Like all insurance, with pet insurance you're paying for something you may never use. But in the event you need it, you should be sure the coverage is there. Health insurance for both people and pets is a business and it stays alive by making a profit. By definition, pet insurance insures against emergency costs while charging monthly premiums whether or not claims are made. That, of course, is the essence of insurance. Either you take the risk or you pay the insurance company to take the risk on your behalf.
If you're the kind of pet owner who would stop at nothing to save or improve the life of your pet, the dollars can add up quickly. A hit-by-car accident could easily cost upward of $5,000 in vet bills, especially if your pet is in intensive care in a 24- hour hospital, which costs around $500 per day. You pay for insurance in case your pet needs medical attention that you can't afford.
What Is Pet Insurance?
Pet insurance pays a portion of your vet bills in exchange for a monthly premium. Typically you pay the vet bill upfront and the insurance company reimburses you an amount that is stated in your policy.

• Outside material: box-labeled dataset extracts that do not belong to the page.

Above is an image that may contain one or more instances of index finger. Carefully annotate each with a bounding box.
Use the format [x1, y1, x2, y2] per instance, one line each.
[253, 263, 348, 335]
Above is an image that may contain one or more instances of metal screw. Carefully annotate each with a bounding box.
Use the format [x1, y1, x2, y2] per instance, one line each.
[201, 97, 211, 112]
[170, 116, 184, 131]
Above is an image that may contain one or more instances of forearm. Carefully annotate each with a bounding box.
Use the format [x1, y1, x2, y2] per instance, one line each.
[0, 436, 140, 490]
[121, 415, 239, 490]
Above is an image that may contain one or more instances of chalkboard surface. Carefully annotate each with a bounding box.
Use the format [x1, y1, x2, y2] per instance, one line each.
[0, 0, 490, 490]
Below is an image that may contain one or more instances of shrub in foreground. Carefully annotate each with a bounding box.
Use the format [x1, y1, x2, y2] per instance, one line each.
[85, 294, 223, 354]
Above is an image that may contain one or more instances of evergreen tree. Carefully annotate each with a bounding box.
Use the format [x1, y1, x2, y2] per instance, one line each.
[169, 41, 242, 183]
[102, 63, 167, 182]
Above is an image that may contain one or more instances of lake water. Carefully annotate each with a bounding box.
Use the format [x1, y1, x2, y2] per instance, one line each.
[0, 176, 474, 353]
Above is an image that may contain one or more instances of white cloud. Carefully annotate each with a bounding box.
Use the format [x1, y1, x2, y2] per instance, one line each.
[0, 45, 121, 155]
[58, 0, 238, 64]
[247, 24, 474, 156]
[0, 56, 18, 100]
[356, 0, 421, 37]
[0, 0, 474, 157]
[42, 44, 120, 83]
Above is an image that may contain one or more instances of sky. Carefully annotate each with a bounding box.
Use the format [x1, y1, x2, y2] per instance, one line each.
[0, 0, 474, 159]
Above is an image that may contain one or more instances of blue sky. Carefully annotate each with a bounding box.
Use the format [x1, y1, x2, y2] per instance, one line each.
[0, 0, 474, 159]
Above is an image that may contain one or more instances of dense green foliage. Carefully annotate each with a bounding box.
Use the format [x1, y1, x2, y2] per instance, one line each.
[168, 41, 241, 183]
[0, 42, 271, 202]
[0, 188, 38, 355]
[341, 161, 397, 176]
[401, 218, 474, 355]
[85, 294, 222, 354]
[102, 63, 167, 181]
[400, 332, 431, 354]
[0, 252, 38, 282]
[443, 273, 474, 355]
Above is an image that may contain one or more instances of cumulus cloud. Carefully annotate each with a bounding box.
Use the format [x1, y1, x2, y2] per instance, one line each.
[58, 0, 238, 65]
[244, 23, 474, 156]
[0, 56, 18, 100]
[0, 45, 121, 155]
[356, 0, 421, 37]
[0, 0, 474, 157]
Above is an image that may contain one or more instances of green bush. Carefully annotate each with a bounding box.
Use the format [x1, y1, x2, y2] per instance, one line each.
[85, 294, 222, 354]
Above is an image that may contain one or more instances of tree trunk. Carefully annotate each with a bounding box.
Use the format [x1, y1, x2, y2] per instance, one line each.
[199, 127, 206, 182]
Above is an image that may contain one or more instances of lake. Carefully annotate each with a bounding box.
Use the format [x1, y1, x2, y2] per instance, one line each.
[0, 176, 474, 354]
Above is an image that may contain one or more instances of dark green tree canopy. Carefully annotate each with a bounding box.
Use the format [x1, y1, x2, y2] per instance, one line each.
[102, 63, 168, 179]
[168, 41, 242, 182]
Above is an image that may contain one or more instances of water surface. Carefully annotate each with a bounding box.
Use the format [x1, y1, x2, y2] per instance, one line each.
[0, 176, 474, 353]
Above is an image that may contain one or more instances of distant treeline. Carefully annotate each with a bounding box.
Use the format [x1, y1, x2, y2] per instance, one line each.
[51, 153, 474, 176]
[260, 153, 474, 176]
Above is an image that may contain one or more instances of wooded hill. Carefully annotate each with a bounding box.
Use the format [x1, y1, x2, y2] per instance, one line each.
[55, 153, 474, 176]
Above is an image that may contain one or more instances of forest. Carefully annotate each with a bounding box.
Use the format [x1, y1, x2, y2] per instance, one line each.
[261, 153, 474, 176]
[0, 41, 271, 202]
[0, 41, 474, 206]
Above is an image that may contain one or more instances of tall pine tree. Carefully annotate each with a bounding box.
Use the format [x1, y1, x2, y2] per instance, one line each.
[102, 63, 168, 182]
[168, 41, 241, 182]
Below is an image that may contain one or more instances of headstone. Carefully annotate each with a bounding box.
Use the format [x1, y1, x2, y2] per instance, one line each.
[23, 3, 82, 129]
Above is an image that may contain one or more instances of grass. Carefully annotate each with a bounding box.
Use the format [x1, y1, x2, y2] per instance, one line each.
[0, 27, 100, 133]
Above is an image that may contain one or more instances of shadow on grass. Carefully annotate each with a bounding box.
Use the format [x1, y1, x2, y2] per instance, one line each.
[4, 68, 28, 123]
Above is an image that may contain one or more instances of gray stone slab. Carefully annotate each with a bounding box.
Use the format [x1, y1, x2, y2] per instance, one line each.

Although there are differences, pet insurance is similar to human health insurance with deductibles, maximums, and co-pays. The portion that's paid to you is contingent on your policy and the stated conditions that are covered.
Pet insurance usually doesn't cover all treatments that your cat or dog might need. It's not inexpensive or without its share of problems. I've heard some clients complain that it has taken six to seven weeks to be reimbursed for a claim when the policy promises to pay in thirty days.